Surgem na comunicação social as primeiras imagens e relatos sobre o jovem terrorista, Salman Abedi, um jovem de pequena estatura, cabelo curto, magro, pequeno bigode. Um jovem igual a tantos outros que assistiam ao concerto de Ariana Grande. Natural Manchester, Salman nasceu no seio de uma família oriunda da Líbia, donde terá fugido do regime do Coronel Kadhafi. Terá sido “radicalizado” recentemente, dizem algumas fontes. Frequentava a mesquita de Didsbury Street, em Manchester. Era o segundo de quatro filhos. Era vigiado pela polícia. O irmão é monitor na escola corânica que funciona na dependência da mesquita. Foi detido pela polícia. Revistada a casa de Salman, encontrados explosivos e um manual que explica como se fazem bombas.

Como foi possível acontecer? O mais fácil é dizer-se que o problema é, uma vez mais, dos muçulmanos, das comunidades muçulmanas, do Islão. Não tardará muito para que o apelo à segregação, à “guetização” dessas comunidades que seguem uma outra religião que não a cristã se faça ouvir. Trata-se de uma resposta simplista, hipócrita, fratricida.

As nossas sociedades são multirraciais, multiétnicas, multiculturais. Coexistem nelas grupos étnicos diversos. Têm costumes diferentes, praticam religiões diversas, falam línguas que não entendemos. Fazem o “melting pot” que nos singulariza, que nos enriquece. São a imagem do Ocidente, o que nos torna mais abertos à modernidade.

Existem dois milhões e oitocentos mil muçulmanos na Grã-Bretanha, segundo o censos de 2011. Representam cerca de quatro por cento da população do país. A maior parte vive em Inglaterra. A sua origem é sobretudo paquistanesa e cingalesa.
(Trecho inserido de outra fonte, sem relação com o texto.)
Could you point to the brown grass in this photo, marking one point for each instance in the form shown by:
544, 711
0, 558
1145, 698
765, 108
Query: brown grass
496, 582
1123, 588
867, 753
Emigraram para o Reino Unido para a indústria naval, foram a mão-de-obra dos caminhos de ferro, criaram família e ficaram. A comunidade cresceu entre 2001 e 2009 com uma nova onda de emigrantes. São sunitas na maioria.

É um problema de polícia, dizem outros. Nunca a cooperação entre serviços de “intelligence” e as polícias foi tão grande como é agora. Nunca os meios financeiros e tecnológicos postos ao dispor foram tão avultados. É uma resposta irrealista. Criar um supra-sistema de vigilância permanente que acompanhe os movimentos das pessoas nas ruas, nos centros comerciais, nos transportes públicos, nas escolas, nos concertos musicais? Seria uma sociedade tipo “Big Brother” limitativa das nossas liberdades individuais. Uma sociedade desumanizada de pura paranóia.
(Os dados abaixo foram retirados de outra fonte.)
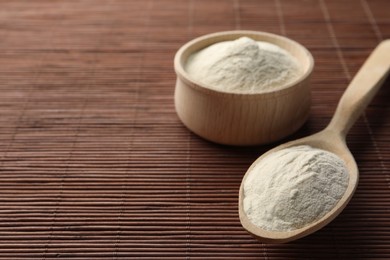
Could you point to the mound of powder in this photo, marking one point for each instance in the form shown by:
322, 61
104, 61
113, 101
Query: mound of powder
243, 66
294, 187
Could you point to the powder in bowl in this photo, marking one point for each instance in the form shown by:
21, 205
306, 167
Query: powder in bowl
294, 187
243, 66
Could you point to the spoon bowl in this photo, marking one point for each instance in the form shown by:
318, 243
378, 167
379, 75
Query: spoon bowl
358, 95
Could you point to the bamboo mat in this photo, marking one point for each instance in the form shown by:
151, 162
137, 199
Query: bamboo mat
95, 164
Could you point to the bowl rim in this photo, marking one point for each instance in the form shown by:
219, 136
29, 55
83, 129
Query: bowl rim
285, 89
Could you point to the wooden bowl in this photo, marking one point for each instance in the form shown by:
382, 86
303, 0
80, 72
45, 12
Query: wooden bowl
242, 119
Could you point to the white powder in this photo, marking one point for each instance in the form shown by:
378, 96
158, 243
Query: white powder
294, 187
243, 66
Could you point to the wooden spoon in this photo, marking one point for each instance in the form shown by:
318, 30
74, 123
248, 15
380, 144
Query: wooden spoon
358, 95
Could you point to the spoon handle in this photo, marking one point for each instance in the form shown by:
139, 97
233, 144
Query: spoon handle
362, 89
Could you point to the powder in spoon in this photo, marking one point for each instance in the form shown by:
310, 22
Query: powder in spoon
294, 187
243, 66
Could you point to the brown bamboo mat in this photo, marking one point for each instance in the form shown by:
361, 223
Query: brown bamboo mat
94, 162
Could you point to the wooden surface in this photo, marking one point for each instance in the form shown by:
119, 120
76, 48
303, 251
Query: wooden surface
358, 95
95, 163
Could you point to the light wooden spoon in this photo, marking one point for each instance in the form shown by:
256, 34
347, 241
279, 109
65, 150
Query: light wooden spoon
358, 95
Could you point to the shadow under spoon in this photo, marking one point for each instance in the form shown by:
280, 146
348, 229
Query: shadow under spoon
358, 95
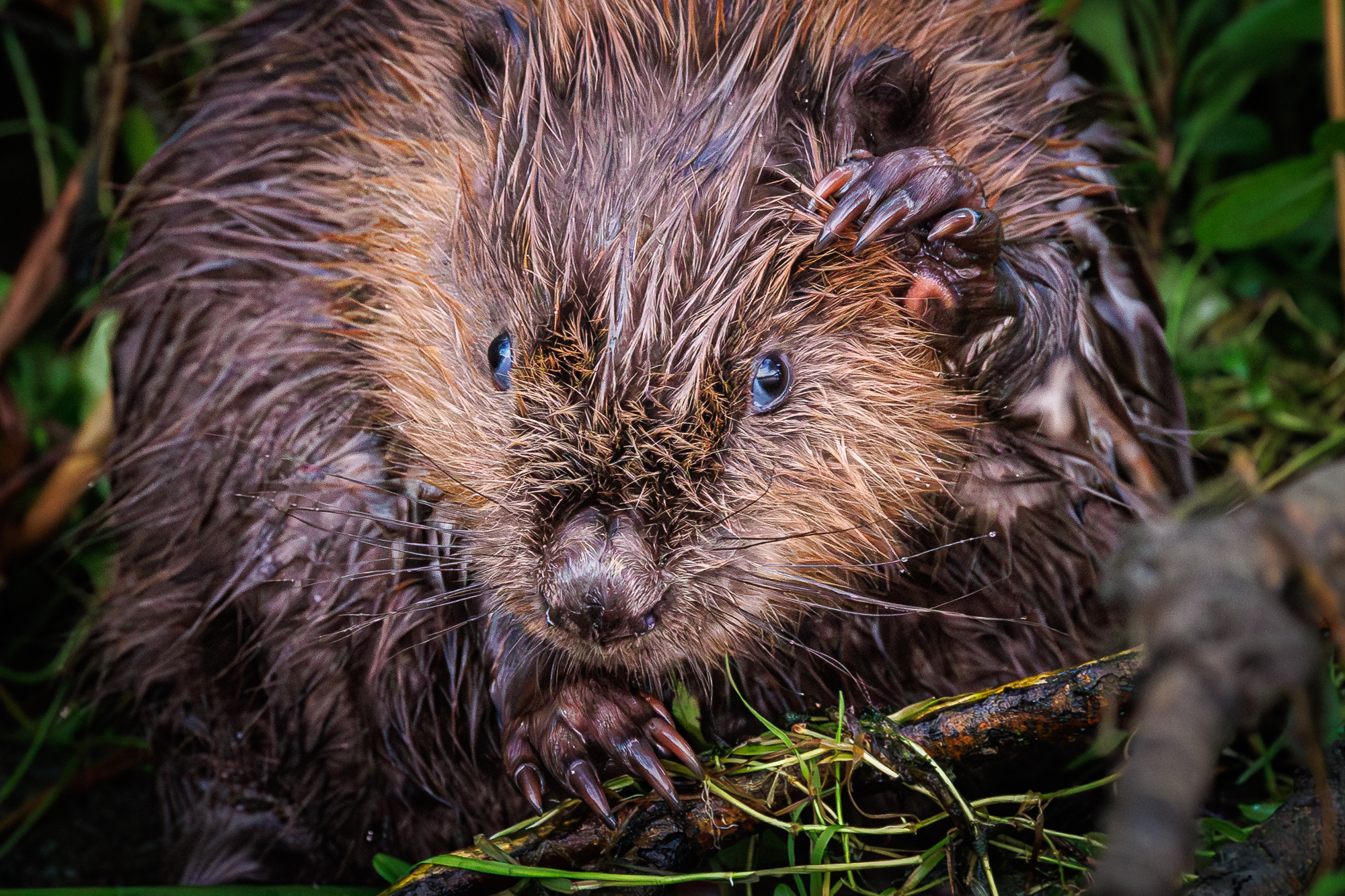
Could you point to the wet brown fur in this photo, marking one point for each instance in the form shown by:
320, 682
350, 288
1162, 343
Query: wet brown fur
333, 524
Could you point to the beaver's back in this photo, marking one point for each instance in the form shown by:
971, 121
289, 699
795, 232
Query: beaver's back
295, 616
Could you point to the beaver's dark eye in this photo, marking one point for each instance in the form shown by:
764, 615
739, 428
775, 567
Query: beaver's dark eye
770, 382
501, 358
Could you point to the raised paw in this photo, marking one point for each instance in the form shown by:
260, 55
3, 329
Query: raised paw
564, 729
950, 237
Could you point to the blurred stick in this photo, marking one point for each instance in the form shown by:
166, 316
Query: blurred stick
68, 482
1016, 720
42, 270
1334, 30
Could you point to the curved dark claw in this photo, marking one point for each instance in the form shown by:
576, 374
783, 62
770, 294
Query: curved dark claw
583, 780
847, 213
839, 181
960, 222
644, 760
895, 212
900, 189
567, 729
666, 736
657, 705
529, 780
Segregar as populações muçulmanas, fechá-las em guetos, encerrar as mesquitas, dizem outros. Seria intolerável, uma tendência fascizante da nossa vida colectiva, da nossa cultura democrática, na nossa prática de tolerância. Depois o quê? Milícias fascistas nas ruas a mandar parar os árabes, os negros, os asiáticos, os hindus? Seria dar a vitória de bandeja aos terroristas, ajoelhar perante eles, renunciar a continuarmos sociedades abertas.

A resposta tem de ser inteligente e contra a apetência do autoritarismo. Continuar a aprofundar a cooperação entre polícias e serviços de segurança, monitorizar os indivíduos suspeitos, reforçar os meios. Assistir as organizações muçulmanas no esclarecimento dos crentes sobre o radicalismo jihadista, na educação dos jovens em conjugação com a educação oficial. Sobretudo evitar que as comunidades se dividam e se antagonizem.

O Centro Inglês para a Preservação da Herança Muçulmana (BHMC) lançou entretanto uma campanha de recolha de fundos – “Muslims for Manchester” – para prestar assistência às famílias afectadas pelo atentado. Na sua página de Internet, o BHMC diz “os nossos corações estão com as todas as vítimas e as suas famílias, ninguém deve morrer desta forma horrenda. Queremos responder ao mal com o bem, como a nossa fé nos ensina, e enviar uma mensagem poderosa de compaixão pela acção.” É este o caminho.  Ou como diz o Alcorão “Na verdade, os não-crentes são teus Irmãos. Mantém a paz entre os teus Irmãos e teme a Deus, por forma a que mostres misericórdia” (Alcorão 49:10).

 

Arnaldo Gonçalves é jurista e professor de Ciência Política e Relações Internacionais. Escreve neste espaço quinzenalmente, sempre às quintas-feiras.